The scientists say the problems are directly related to the ash and the resulting high selenium levels in the water and sediment. Selenium alters proteins and amino acids, Dr. Tuberty said, alterations that produce changes in hormones and, consequently, mutating the fish.
From their earlier studies, the scientists reported that the Emory River is at a “tipping point.”
Fish reproductive systems soon could be so damaged from the toxic levels of selenium that their eggs and young will die, and their population eventually will be eliminated, Dr. Tuberty said.
The ash may have migrated further downstream, but the scientists said that Wednesday’s work on the river bottom at Tennessee River Mile 564.6 was as far as their research could carry them this week. They only had two days in which to work.

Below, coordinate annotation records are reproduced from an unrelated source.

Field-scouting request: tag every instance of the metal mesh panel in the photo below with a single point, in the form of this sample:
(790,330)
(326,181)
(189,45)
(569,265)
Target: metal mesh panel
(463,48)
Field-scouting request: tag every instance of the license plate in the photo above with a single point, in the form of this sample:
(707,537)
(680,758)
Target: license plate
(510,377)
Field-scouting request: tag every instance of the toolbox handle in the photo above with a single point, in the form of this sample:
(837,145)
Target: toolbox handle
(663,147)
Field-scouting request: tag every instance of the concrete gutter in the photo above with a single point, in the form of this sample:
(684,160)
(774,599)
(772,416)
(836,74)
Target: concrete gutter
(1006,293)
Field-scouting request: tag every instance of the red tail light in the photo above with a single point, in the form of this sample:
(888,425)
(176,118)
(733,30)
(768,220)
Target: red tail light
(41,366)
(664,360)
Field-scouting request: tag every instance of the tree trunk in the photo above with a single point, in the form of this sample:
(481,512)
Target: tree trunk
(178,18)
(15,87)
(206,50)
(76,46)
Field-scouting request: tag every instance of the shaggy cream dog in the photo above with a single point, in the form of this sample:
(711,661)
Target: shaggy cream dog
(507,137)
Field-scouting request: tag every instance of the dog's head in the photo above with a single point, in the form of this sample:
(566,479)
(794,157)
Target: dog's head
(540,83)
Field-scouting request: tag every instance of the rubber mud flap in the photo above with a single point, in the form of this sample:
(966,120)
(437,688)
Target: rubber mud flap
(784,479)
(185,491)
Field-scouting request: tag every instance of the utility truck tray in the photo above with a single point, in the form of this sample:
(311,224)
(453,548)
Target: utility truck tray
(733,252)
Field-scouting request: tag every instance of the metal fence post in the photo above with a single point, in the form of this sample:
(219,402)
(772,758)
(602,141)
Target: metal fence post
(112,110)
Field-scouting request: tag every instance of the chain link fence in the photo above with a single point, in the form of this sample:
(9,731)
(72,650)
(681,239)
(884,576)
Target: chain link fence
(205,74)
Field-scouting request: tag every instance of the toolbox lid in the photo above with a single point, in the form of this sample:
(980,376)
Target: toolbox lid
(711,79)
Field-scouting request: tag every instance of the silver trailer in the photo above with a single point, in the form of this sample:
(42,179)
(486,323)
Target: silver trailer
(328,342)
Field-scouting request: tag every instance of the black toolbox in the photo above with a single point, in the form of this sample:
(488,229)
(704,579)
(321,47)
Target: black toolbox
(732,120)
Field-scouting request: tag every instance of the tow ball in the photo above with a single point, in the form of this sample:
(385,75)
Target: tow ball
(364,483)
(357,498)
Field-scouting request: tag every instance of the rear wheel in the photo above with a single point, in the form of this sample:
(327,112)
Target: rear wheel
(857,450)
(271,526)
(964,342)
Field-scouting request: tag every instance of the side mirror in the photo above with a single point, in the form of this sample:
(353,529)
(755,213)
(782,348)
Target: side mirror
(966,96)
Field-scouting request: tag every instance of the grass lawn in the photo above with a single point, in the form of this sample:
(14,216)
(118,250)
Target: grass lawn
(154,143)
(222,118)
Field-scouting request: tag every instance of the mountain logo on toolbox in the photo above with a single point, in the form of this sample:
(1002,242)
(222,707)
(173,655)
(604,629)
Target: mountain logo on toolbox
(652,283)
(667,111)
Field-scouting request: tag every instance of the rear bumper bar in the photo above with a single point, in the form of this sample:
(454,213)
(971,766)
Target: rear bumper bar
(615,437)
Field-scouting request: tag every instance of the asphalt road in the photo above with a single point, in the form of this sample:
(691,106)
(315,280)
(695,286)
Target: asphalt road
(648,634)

On Tuesday, TVA CEO Tom Kilgore admitted to members of the U.S. Subcommittee on Water Resources and Environment that a 1987 report found problems with the Kingston ash landfill. The fix in that report called for daily inspections of the berms, he said.
“We know now that was not enough,” Mr. Kilgore told the panel Tuesday.
The congressional testimony came on the heels of the public release of TVA Inspector General Richard Moore’s review of the ash spill and TVA’s “root cause” study.
Mr. Moore found that TVA failed for more than 20 years to heed warnings that might have prevented the spill.
Donna Lisenby, Watauga Riverkeeper and a research associate with Appalachian State and Dr. Tuberty, said TVA dredging is adding to the ash migration and selenium problems.
“Wet-dredging ash out of water is the worst way to do it,” she said, explaining that the heaviest particles of ash will settle to the bottom, gradually be silted over by river mud and tend to stay there if left alone.
But when it is dredged, she said, “they’re just resuspending some of it in the water and the heavy metals are released to move on downstream.”
The Emory flows into the Clinch River about a mile downstream of the spill, where ash still covers at least one Emory finger channel. The Clinch flows for about a mile before it empties into the Tennessee River just south of Kingston.
On the bright side, Dr. George said, had a similar spill occurred a few miles higher on the Clinch, some fish species likely already would have been made extinct.